I tell you those not trying to impress you (after all, any trainee has Lions nowadays), but to give you an idea of how much this Festival was part of my life.
In 1991, when you were still a journalist and 15 years before you were appointed CEO of Cannes Lions, I attended the Festival for the first time. Since then, I always came back. At the comfortable purple seats of the Grand Auditorium and Debussy I slept during endless long lists. And I watched thousands of Film Lions winners I will never forget.
I saw Goodby's FreshMex campaign, the birth of the Just do it campaign, the classics Hallmark emotional spots, Spike Jonze's "Tainted love" spot for Levi's, Hal Riney's films, Cliff Freeman's "Pizza pizza Little Caesar's" spots, the Sedelmeier's Fedex spots, BBH's "The swimmer" and Jim Riswold's spots for Nike.
I saw blind tests made with Ray Charles. I saw a funny bad guy kill the good guy in a spot for Diesel. I saw The Independent saying "Don't read" and so many other spots which shaped me as a creative and set an incredibly high bar for my professional life.

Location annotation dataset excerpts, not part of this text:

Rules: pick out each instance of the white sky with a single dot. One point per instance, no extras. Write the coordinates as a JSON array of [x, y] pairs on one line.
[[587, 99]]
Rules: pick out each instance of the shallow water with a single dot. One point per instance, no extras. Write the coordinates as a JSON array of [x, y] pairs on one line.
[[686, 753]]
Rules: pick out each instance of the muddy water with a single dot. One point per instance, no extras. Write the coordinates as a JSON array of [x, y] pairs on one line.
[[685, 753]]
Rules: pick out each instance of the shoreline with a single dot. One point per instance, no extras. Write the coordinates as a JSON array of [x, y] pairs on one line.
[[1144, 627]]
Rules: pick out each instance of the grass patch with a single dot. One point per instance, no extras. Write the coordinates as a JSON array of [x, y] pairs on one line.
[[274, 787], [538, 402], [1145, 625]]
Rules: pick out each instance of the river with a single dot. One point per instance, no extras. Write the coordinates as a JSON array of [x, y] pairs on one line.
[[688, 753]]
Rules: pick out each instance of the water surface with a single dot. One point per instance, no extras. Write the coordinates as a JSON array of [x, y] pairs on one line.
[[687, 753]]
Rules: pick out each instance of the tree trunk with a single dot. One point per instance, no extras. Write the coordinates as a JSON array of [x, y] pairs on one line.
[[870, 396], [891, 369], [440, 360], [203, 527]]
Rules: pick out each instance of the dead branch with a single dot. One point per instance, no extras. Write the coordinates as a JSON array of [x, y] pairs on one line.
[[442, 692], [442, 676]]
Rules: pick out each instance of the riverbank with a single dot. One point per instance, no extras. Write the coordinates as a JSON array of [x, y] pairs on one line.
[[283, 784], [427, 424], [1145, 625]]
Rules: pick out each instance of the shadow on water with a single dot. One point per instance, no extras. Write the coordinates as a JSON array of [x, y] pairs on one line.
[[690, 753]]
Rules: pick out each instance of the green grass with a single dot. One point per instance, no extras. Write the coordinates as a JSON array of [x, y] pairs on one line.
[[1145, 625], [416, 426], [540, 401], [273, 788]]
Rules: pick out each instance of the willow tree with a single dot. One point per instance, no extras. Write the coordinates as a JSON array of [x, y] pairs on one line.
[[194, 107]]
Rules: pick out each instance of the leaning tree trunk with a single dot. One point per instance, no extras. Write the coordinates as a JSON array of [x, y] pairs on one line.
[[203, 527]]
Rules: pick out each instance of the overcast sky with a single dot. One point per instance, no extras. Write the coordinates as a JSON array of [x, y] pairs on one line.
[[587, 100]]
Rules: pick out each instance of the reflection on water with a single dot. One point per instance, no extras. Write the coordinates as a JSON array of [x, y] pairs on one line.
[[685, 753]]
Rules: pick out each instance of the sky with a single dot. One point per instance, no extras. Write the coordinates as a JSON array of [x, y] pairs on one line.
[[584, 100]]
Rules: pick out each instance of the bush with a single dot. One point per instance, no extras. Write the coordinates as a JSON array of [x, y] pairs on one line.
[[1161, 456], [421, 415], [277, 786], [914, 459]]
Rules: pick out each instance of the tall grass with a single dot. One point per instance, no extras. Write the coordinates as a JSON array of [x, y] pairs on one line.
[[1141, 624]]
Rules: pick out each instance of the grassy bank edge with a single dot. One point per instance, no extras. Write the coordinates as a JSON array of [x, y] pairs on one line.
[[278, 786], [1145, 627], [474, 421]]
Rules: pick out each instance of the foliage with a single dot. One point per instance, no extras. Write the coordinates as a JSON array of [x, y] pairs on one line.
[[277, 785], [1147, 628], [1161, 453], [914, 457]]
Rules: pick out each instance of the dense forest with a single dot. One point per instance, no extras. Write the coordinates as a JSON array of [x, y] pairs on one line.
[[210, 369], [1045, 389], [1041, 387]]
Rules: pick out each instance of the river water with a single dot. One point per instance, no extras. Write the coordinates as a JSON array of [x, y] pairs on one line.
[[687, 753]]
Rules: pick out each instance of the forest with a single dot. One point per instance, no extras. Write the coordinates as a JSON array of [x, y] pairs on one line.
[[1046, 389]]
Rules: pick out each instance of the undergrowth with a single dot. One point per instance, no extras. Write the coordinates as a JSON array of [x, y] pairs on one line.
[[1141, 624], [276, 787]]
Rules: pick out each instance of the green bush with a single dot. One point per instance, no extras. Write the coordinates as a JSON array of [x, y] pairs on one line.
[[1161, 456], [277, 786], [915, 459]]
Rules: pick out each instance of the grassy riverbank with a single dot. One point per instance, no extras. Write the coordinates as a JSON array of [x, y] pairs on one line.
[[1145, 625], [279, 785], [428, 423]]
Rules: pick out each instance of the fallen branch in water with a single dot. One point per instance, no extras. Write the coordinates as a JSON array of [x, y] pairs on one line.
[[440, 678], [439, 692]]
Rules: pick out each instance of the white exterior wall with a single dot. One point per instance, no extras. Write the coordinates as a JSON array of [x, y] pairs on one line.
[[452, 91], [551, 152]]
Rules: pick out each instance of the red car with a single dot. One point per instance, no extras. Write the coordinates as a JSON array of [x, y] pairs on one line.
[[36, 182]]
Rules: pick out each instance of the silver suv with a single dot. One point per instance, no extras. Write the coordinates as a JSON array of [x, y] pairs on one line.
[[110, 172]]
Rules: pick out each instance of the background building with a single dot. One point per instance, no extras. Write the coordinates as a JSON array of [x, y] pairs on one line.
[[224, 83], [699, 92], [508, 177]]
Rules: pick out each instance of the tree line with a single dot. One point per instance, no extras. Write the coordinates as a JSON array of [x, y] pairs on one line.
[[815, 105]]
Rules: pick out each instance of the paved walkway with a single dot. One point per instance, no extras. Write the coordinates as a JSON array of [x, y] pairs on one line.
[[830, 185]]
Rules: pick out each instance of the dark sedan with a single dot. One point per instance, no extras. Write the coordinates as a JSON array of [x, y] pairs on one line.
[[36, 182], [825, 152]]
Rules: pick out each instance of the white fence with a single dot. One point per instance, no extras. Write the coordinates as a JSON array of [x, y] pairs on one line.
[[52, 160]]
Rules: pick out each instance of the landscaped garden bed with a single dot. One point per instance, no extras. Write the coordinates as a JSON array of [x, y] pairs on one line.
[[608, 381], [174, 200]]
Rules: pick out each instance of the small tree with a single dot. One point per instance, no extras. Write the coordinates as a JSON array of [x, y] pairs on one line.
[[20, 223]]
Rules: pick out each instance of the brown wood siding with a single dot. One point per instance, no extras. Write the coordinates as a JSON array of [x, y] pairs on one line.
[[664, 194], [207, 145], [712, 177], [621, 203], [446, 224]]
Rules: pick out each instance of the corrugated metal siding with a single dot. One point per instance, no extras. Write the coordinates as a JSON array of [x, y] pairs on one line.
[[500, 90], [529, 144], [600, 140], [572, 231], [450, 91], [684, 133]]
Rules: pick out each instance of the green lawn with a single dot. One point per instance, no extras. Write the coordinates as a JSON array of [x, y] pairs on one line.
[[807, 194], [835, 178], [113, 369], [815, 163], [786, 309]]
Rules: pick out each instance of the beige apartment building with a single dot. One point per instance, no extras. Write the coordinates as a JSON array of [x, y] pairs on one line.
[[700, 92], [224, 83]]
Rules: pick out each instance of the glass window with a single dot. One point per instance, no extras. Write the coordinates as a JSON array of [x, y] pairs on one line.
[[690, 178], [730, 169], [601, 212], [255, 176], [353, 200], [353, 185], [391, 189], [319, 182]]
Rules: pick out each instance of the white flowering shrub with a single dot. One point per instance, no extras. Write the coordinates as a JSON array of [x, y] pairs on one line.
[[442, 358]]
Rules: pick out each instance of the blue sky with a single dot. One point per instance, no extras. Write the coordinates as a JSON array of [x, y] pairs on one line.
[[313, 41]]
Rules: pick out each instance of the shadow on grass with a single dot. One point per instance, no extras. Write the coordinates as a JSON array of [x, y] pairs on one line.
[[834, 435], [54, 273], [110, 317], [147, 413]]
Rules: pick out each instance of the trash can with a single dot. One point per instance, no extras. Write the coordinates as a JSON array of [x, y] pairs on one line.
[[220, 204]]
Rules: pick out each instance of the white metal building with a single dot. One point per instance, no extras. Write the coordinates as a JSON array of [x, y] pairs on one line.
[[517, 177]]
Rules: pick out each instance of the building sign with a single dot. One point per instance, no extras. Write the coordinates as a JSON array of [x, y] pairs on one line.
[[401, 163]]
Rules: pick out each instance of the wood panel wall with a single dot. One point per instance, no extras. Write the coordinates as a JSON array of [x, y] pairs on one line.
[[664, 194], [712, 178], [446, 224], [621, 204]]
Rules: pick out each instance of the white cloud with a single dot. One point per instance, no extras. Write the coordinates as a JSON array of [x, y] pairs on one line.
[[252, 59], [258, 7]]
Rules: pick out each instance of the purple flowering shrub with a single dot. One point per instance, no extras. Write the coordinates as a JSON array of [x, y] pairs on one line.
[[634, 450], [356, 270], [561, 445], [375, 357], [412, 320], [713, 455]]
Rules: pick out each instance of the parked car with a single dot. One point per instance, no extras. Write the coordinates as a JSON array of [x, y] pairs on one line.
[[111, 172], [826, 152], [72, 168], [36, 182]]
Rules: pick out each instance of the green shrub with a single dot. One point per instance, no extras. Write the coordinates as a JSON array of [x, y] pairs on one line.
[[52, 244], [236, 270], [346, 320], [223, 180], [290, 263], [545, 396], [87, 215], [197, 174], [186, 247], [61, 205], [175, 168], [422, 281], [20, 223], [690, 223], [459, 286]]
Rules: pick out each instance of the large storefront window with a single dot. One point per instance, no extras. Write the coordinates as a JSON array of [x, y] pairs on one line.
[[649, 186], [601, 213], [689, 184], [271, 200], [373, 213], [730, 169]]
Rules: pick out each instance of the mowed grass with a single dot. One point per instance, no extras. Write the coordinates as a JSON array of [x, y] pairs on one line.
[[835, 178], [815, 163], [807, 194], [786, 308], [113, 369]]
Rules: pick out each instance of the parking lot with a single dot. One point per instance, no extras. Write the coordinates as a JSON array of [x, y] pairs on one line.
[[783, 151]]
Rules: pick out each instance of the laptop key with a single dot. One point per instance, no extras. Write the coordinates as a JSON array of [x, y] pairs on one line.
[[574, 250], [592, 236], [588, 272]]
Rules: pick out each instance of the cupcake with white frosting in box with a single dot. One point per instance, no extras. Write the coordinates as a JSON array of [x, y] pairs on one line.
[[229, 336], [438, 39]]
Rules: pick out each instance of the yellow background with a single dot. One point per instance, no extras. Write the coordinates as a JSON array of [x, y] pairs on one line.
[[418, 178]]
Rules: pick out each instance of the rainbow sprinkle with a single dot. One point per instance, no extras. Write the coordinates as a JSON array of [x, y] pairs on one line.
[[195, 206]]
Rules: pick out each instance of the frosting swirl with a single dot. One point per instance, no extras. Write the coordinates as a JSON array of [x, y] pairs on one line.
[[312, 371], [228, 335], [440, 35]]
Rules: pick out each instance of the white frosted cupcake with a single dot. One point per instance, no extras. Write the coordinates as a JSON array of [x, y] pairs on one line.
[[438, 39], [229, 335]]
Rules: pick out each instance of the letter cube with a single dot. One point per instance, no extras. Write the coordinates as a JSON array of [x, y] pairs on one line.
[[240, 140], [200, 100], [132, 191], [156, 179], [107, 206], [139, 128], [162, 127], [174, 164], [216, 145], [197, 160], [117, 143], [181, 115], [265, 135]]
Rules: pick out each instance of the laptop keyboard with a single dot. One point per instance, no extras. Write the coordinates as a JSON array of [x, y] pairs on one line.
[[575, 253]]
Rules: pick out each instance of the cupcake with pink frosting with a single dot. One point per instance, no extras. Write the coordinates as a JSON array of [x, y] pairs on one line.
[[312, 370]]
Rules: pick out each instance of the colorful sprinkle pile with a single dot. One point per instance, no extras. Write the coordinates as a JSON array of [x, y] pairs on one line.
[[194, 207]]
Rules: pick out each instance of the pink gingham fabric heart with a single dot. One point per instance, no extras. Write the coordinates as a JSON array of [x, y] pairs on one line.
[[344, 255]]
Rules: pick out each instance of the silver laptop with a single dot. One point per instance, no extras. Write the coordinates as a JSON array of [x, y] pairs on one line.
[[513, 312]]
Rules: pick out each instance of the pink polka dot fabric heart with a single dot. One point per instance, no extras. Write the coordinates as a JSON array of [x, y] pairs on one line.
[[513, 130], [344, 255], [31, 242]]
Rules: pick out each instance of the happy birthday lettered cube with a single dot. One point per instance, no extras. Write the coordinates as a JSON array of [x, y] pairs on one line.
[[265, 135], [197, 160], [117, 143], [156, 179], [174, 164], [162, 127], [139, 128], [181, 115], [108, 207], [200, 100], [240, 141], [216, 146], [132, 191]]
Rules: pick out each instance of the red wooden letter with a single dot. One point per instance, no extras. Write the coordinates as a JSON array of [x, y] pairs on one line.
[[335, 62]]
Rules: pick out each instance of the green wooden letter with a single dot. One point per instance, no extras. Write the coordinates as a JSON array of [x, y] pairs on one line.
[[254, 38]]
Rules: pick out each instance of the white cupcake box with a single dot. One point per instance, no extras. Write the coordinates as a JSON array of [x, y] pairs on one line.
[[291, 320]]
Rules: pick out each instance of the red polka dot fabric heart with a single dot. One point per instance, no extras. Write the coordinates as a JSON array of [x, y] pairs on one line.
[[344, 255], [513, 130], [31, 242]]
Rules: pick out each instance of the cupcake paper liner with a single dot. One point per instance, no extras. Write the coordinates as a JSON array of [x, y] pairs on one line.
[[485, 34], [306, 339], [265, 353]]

Well, the times have changed. Big groups bought agencies. Bought clients. And, of course, bought the Cannes Lions Festival. With the new Festival, came the extinction of the delegate book that showed the credit of every work. The zillions Lions for endless subcategories. The seminars with Sarah Jessica Parkers replacing the Film Screenings in the main auditories. And the film screenings in small rooms with lights on, ordinary chairsand projections with half of the screen taken by credits. I didn't agree with all those changes, but I never said a word.
Until now. Today I saw Joe Pytka talking in one of the few seminars with no anchor-celebrities of this year. Joe was showing his work. The fabulous work that changed the face of film advertising in the 90's and inspired a whole generation.
Well, Philip, as you know, on Saturday Joe will be honored with a special Lion for his lifetime achievement in advertising (I'm not sure if it's a Tungsten Lion or a Borium Lion since the periodic chart of elements is about to run out of options).
What you might not know is that the same legendary work that Joe will be honored for is the work the Festival just excluded from the Cannes Lions Archive (along with thousands of classics which were made between 1991 and 2000).
That must be a first: induct someone to a Hall of Fame at the same time you throw out his work to oblivion.
I'm sure Joe can live with that. After all, he has his spots at home. But what about the rest of us? The ones who still believe that film storytelling is more important than a videocase? The ones who know that you learn ten thousand times more about the craft by watching great work than hearing a marketing guy talk about convergence and the future of advertising?
I asked the Festival organization why someone would erase a whole decade of classics spots like that? They just answered that it was a question of format. That the format of the archives of the spots from the 90's is incompatible with the new website.
Well, Philip, if I were you, I would fire the guy who decided that. Because of the proactivity of this visionary, thousands of unforgetful spots will be lost forever. The audience of your website will drop for sure because no one wants to watch the archived videocases that are filling the space of great spots. And, the most tragic part, the new generations of creatives won't have the opportunity to learn from the Pytkas, the Sedelmaiers, the Riswolds, the Hal Rineys, the Wiedens, the John Websters, the Goodbys, the Dusenberries, the Abbotts, the McElligotts and the Olivettos.
I'm sorry to bother you with this letter about old TV spots. Especially at this time of the year when you are so busy with celebrities, seminars, workshops and endless award ceremonies. But I'm doing so because I still care about the Festival.
Please, send my regards to Joe tomorrow.